"Standard cloud DLP is fundamentally broken in the Generative AI era. Relying on API-based redaction means you are actively transmitting raw data to a third party before it is sanitized—a direct violation of Zero-Trust principles. PrivacyScrubber introduces mathematically verifiable, 100% client-side sanitization. Operating entirely in the browser's RAM, our engine isolates and masks sensitive PII and internal IP architectures before a single byte leaves the endpoint. This provides CISOs with definitive, offline proof that sensitive data never reached the LLM, neutralizing the threat of Shadow AI while instantly enabling SOC 2 and ISO 27001 compliance."
Strategy Insight for Zero-Trust Leadership
Scaling AI adoption within Zero-Trust environments requires a fundamental shift in data governance. Our enterprise AI solutions ensure that while teams leverage high-velocity LLMs, the underlying security data remains fully sovereign. This solution integrates directly with your Zero-Trust industry guides to provide a seamless privacy layer.
The core challenge for Zero-Trust leaders is balancing utility with liability. Standard Cloud DLP filters often strip too much context or require trust in third-party servers. PrivacyScrubber's zero-trust model for LLM DLP for enterprise preserves the semantic structure of your prompts locally, ensuring that AI reasoning remains accurate while personally identifiable information (PII) is deterministically masked.
Zero-Trust Critical Compliance Vulnerabilities
Cloud-based DLP APIs inherently violate Zero-Trust by requiring you to transmit unredacted data to their remote servers first.
When SOC analysts paste incident response logs into LLMs for correlation, they expose internal network topology, AWS IP ranges, and targeted vulnerability details.
Unredacted SOC 2 audit responses fed into public AI models often reveal critical infrastructure vulnerabilities to external networks.
PrivacyScrubber replaces centralized cloud filtering with a mathematically sound, 100% local execution model, generating cryptographic Audit Receipts for verified compliance.
Security Vector Analysis & Risk Scenarios
Identifying the primary data exfiltration paths for Security workflows using generative AI models.
Security Input Neutralization
"Cybersecurity and InfoSec teams leverage AI for rapid incident response log analysis and pentest reporting.

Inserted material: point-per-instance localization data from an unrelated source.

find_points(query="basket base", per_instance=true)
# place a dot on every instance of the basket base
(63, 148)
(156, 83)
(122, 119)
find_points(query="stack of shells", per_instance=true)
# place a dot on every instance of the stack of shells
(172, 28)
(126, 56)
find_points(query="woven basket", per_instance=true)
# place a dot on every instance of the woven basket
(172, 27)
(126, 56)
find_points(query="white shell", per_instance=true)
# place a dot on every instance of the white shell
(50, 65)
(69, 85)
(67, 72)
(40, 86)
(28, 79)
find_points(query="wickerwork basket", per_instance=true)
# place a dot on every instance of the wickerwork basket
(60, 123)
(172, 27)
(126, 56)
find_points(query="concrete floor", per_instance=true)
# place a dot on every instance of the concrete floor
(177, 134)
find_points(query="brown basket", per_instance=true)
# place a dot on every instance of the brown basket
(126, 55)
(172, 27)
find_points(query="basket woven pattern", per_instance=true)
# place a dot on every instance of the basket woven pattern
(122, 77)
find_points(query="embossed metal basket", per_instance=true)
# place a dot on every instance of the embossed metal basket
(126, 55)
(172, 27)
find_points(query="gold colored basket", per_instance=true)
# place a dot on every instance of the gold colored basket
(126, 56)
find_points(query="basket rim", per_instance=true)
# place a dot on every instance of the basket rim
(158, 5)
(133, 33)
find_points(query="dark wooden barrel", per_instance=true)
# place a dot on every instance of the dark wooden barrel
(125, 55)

PrivacyScrubber's zero-trust engine identifies network topology markers, internal AWS IPs, and vulnerability signatures offline, preventing the accidental indexation of your corporate attack surface by public LLM providers. Every tokenization event is verified via Cryptographic Audit Receipts, proving 'Zero Data Sent'."
Instantly mask Security identifiers in text, PDF, and DOCX files locally before transmission to any AI provider.

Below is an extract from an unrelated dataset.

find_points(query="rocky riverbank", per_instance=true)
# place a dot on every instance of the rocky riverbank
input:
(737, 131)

Hardware-level verification ensures no data packets leave your browser RAM session during the redaction process.
Audit Roadmap: Legacy Cloud-DLP vs. ZTDS
| Strategic Metric | Legacy Cloud-DLP | ZTDS (PrivacyScrubber) |
|---|---|---|
| Data Perimeter | Transmitted to Cloud API | 100% Local (Client-Side) |
| Processing Latency | 500ms - 2500ms (Network) | < 15ms (Native JS) |
| Security Posture | Trust-Based (SLA/BAA) | Math-Based (Zero-Server) |
| Compliance Status | Subject to Cloud Audit | Audit-Exempt (Local-Only) |
The Airplane Mode Standard
Disconnect your network, enable Airplane Mode, and watch PrivacyScrubber maintain 100% operational integrity. This is not just a feature—it is a mathematically verifiable proof that your Zero-Trust records never leave your control.

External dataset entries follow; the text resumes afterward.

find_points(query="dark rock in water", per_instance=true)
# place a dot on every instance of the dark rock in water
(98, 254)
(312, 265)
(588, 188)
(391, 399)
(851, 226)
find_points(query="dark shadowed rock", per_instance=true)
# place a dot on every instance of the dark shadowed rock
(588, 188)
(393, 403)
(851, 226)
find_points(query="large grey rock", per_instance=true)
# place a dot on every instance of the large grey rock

Solving Zero-Trust Challenges with Enterprise Governance
Scale Zero-Trust Data Sanitization across your entire organization with centralized enforcement and native browser integration.
CISO / Compliance
In the Zero-Trust sector, enforcing Zero-Trust is paramount. With the PrivacyScrubber Chrome Extension, administrators seamlessly deploy data masking via MDM to all endpoints. Preventing local model leakage ensures that when employees use GenAI, sensitive security records are never exfiltrated to external LLM servers, instantly satisfying compliance and governance audits.
Operations Lead
Zero-Trust organizations require agile collaboration without compromising privacy. The Enterprise Governance model features encrypted Session Sharing, allowing CISOs and managers to securely distribute custom Regex dictionaries across the department. This enforces uniform data redaction standards across all GenAI workflows, eliminating human error while maintaining high velocity in team-based AI adoption.
Edge Analyst
Daily security operations rely on continuous efficiency. The native extension automates PII scrubbing directly at the browser input field, ensuring analysts never waste time manually censoring data. This seamless integration provides zero friction and zero server latency, empowering end-users to confidently leverage ChatGPT and Claude for immediate Zero-Trust insights.